To mark its 60th year, TJ revisits the earliest edition in the archives, a magazine that shaped the early training profession. With striking parallels to today’s challenges, the issue tackled assessment reform, human skills, community and more. The values of evidence, critique and collaboration still resonate across learning and development.
Published as the “Official Journal of the Institution of Training Officers,” this archive magazine captured a profession defining itself in the wake of the Industrial Training Act. Its mix of editorial, conference papers, book reviews, news, letters and a diary of events feels strikingly familiar to today’s TJ readers.
The lead editorial, “Fair Duty,” set a tone TJ still prizes, that of critique with responsibility. It argued for evidence-based, constructive commentary rather than easy rhetoric, and flagged forthcoming, measured analysis of the Central Training Council’s “Pattern for the Future” on training officer development.
A centrepiece was the Institution’s “Education in the 70s” conference transcript. Speakers explored how industry, colleges and the new training boards should mesh, debating the balance between theory and practice, whether college years should run year-round, and how secondary schools should be at the table with employers and further education. The tension between synchronous training plans and rapidly modularising, shorter industrial learning was already visible.
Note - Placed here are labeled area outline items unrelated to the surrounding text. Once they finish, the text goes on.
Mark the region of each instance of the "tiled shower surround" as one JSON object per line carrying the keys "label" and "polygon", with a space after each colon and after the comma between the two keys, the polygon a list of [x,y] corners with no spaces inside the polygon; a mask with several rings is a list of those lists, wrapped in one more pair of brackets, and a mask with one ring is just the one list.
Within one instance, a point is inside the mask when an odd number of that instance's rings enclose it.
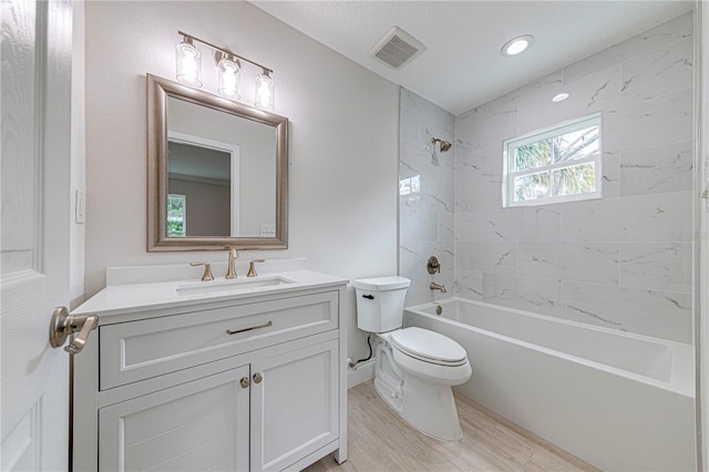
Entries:
{"label": "tiled shower surround", "polygon": [[[454,295],[455,150],[441,153],[431,138],[453,143],[455,116],[401,89],[400,127],[399,274],[411,279],[407,306],[412,306]],[[410,188],[411,178],[420,182],[418,189]],[[439,259],[440,274],[427,271],[431,256]],[[431,291],[431,281],[446,293]]]}
{"label": "tiled shower surround", "polygon": [[[431,300],[419,270],[431,248],[449,269],[454,259],[458,296],[690,343],[692,27],[684,14],[459,115],[452,181],[417,152],[445,112],[403,91],[401,175],[420,172],[429,202],[410,211],[401,196],[401,274],[417,287],[408,302]],[[553,103],[561,92],[569,98]],[[503,208],[502,142],[595,112],[603,198]]]}

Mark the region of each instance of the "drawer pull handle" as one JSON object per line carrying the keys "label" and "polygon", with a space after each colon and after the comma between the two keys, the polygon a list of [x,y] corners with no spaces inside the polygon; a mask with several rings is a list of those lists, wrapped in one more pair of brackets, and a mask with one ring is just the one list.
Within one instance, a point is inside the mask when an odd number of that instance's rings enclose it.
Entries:
{"label": "drawer pull handle", "polygon": [[253,329],[268,328],[269,326],[274,326],[274,321],[268,321],[268,322],[265,322],[265,324],[258,325],[258,326],[251,326],[250,328],[235,329],[235,330],[227,329],[226,334],[227,335],[236,335],[237,332],[246,332],[246,331],[250,331]]}

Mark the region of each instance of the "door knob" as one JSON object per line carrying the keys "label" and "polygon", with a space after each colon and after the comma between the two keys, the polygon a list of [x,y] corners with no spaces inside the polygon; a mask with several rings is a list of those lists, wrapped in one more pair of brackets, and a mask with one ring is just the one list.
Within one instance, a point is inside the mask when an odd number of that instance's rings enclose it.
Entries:
{"label": "door knob", "polygon": [[[78,355],[86,346],[89,335],[96,329],[96,326],[99,326],[96,315],[72,316],[69,315],[66,307],[56,307],[49,325],[49,342],[53,348],[60,348],[71,336],[71,341],[64,350]],[[79,331],[78,336],[75,336],[76,331]]]}

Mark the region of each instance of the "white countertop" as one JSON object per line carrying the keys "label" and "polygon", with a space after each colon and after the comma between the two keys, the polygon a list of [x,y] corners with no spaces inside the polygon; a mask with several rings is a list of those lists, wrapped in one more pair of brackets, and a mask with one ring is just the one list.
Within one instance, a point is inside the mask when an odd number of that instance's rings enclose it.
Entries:
{"label": "white countertop", "polygon": [[[347,284],[349,280],[335,277],[327,274],[320,274],[312,270],[294,270],[282,273],[269,273],[263,276],[246,278],[238,276],[237,281],[256,281],[259,279],[273,279],[281,277],[292,283],[284,285],[270,285],[264,287],[240,288],[234,290],[227,287],[230,280],[224,277],[215,277],[212,281],[199,281],[198,279],[168,280],[156,283],[123,284],[110,285],[88,301],[82,304],[73,315],[96,314],[99,316],[110,316],[117,314],[129,314],[135,311],[144,311],[146,308],[174,308],[182,306],[192,306],[203,302],[240,300],[246,298],[259,297],[270,294],[288,294],[304,289],[335,287]],[[177,293],[178,287],[194,287],[196,284],[224,284],[224,290],[216,290],[208,294],[183,294]]]}

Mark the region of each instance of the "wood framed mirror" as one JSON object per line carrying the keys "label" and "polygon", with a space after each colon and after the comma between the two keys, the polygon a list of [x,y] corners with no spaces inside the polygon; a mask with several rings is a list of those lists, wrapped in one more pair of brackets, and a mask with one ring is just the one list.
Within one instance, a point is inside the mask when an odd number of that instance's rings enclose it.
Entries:
{"label": "wood framed mirror", "polygon": [[147,74],[147,250],[288,247],[288,119]]}

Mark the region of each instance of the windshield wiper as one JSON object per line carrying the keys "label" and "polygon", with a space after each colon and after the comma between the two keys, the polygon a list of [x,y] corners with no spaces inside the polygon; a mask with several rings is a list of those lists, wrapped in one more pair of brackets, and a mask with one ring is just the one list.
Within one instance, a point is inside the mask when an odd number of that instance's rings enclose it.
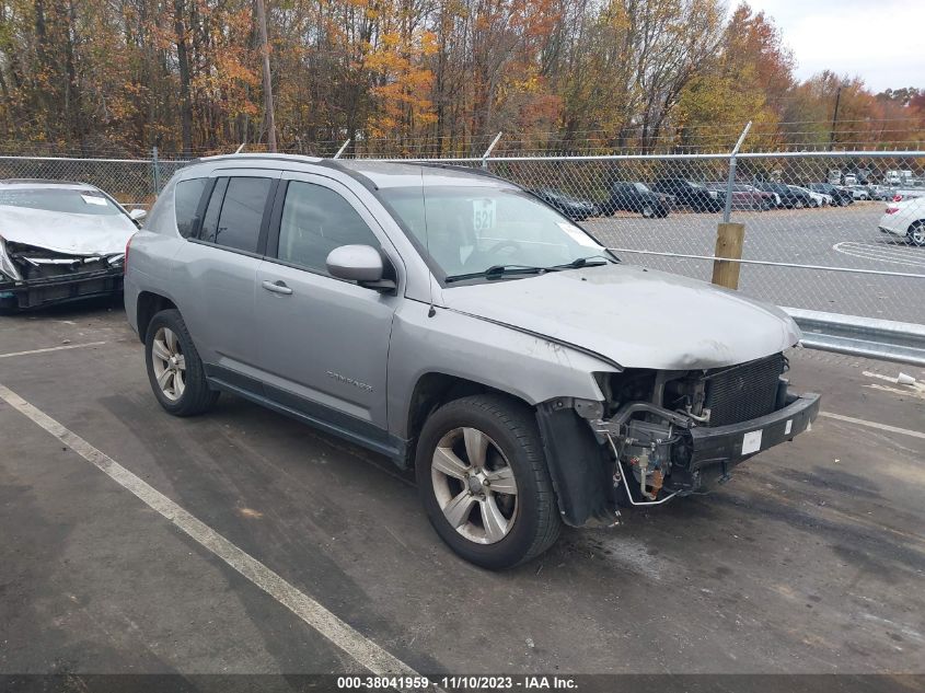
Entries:
{"label": "windshield wiper", "polygon": [[482,272],[472,272],[465,275],[451,275],[444,279],[451,281],[463,281],[465,279],[498,279],[507,275],[540,275],[548,272],[550,267],[534,267],[533,265],[492,265]]}

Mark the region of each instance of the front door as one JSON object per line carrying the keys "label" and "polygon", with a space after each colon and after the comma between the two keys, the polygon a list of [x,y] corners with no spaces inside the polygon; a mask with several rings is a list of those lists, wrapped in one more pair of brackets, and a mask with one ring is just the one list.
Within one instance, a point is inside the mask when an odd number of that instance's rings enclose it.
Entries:
{"label": "front door", "polygon": [[342,184],[284,174],[266,258],[257,270],[258,358],[267,396],[337,432],[389,447],[385,369],[398,296],[336,279],[340,245],[389,245]]}

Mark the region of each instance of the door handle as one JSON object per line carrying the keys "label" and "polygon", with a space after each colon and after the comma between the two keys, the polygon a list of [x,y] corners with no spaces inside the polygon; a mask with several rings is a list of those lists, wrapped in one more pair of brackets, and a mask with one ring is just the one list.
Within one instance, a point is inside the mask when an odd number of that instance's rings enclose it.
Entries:
{"label": "door handle", "polygon": [[290,293],[292,293],[292,289],[287,287],[286,282],[282,279],[279,279],[277,281],[267,280],[261,284],[261,286],[267,291],[273,291],[274,293],[282,293],[285,296],[289,296]]}

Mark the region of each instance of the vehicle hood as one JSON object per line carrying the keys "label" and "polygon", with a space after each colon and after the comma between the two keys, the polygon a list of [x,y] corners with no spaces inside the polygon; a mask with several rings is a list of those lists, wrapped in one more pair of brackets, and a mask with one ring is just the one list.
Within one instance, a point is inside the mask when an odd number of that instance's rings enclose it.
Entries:
{"label": "vehicle hood", "polygon": [[74,215],[0,205],[0,238],[67,255],[124,253],[137,230],[125,215]]}
{"label": "vehicle hood", "polygon": [[800,338],[796,323],[773,305],[624,264],[448,288],[443,302],[624,368],[731,366],[782,351]]}
{"label": "vehicle hood", "polygon": [[587,199],[576,199],[574,197],[564,197],[563,201],[570,207],[578,207],[580,209],[593,209],[594,203]]}

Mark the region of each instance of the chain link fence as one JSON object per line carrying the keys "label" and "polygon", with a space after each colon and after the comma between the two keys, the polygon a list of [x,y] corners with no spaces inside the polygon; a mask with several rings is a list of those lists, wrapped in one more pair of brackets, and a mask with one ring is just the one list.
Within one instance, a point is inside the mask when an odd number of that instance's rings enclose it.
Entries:
{"label": "chain link fence", "polygon": [[728,205],[745,227],[743,293],[925,324],[925,152],[745,153],[731,181],[728,154],[508,158],[488,169],[624,259],[704,280]]}
{"label": "chain link fence", "polygon": [[[743,293],[925,325],[925,151],[740,153],[731,180],[729,153],[431,161],[486,169],[624,261],[707,281],[728,203],[745,227]],[[92,183],[126,206],[149,206],[186,163],[0,157],[0,177]]]}

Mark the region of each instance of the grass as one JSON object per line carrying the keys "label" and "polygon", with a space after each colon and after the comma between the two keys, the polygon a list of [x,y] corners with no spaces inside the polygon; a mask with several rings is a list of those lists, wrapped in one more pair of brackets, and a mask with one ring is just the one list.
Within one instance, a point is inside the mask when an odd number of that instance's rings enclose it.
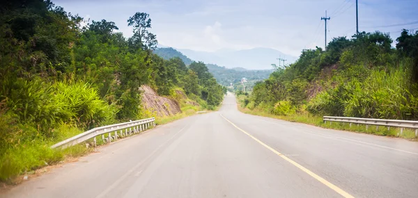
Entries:
{"label": "grass", "polygon": [[275,119],[279,119],[293,122],[300,122],[308,124],[322,128],[325,129],[332,129],[337,130],[343,130],[343,131],[348,131],[357,133],[368,133],[368,134],[373,134],[377,135],[383,135],[383,136],[389,136],[389,137],[398,137],[405,138],[410,140],[418,140],[417,138],[415,138],[415,131],[410,129],[405,129],[403,130],[403,133],[401,135],[401,129],[391,127],[390,130],[387,130],[387,128],[385,126],[380,126],[378,129],[376,129],[376,126],[369,125],[369,129],[366,129],[366,125],[359,124],[357,125],[353,124],[351,127],[348,123],[343,123],[343,122],[327,122],[325,123],[323,121],[323,117],[320,116],[313,115],[309,113],[296,113],[291,115],[276,115],[271,113],[266,113],[260,109],[254,108],[253,110],[250,110],[247,108],[243,108],[241,106],[242,99],[238,97],[237,101],[238,102],[238,109],[240,111],[254,115],[259,115],[263,117],[268,117]]}
{"label": "grass", "polygon": [[183,106],[183,107],[181,108],[181,113],[177,113],[172,116],[156,117],[155,124],[157,125],[164,124],[182,118],[185,118],[186,117],[196,115],[196,112],[201,110],[200,107],[198,106],[188,104],[184,104],[182,106]]}
{"label": "grass", "polygon": [[[180,101],[181,113],[171,116],[157,117],[148,113],[144,116],[155,117],[156,124],[164,124],[195,115],[196,112],[202,110],[200,106],[186,103],[189,101],[189,99],[187,98]],[[13,122],[6,121],[0,119],[0,129],[2,129],[5,133],[7,132],[7,134],[12,134],[12,131],[21,130],[19,127],[13,126]],[[2,153],[0,156],[0,182],[6,184],[17,183],[22,181],[22,175],[32,174],[35,170],[43,167],[62,163],[68,159],[72,160],[74,158],[84,156],[94,151],[93,147],[87,148],[84,144],[75,145],[65,149],[50,148],[52,145],[82,132],[82,130],[75,125],[62,124],[55,129],[54,133],[56,135],[54,138],[45,140],[45,138],[37,136],[30,141],[15,142],[16,141],[13,140],[14,142],[10,143],[8,147],[0,147],[0,151]],[[111,132],[111,135],[114,135],[114,132]],[[104,138],[107,138],[109,135],[106,133],[104,136]],[[125,137],[118,137],[118,139],[123,138]],[[5,141],[7,142],[7,140]],[[86,143],[92,142],[93,140],[90,140]],[[98,136],[96,142],[98,146],[107,144],[101,135]]]}

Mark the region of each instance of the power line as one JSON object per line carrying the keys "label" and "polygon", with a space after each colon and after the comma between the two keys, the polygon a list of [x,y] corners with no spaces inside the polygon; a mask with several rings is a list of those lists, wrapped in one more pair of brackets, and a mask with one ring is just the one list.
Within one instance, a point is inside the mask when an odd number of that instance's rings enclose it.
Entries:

Two threads feel timeless:
- “Liberal studies” as a means to develop self-awareness, social and intellectual confidence alongside technical skill. The language is of its era, but the aspiration reads like today’s call for human skills and purpose in learning
- Assessment reform, a critique of one-shot exams and an early nod to continuous assessment and credit systems foreshadow modern competency and portfolio approaches
Community building pulsed through the pages. The Institution reported vigorous branches nationwide and a growing membership, mirroring today’s emphasis on peer networks and practice sharing. News items covered board initiatives for supervisors and foremen, while reviews scanned youth development, telecommunications texts and guides to board policy.
What has changed? The machinery, the language, the policy acronyms. What hasn’t? A commitment to thoughtful critique, practitioner voice, and the integration of human, technical and organisational learning. In 1968 as now, that blend is the heart of TJ.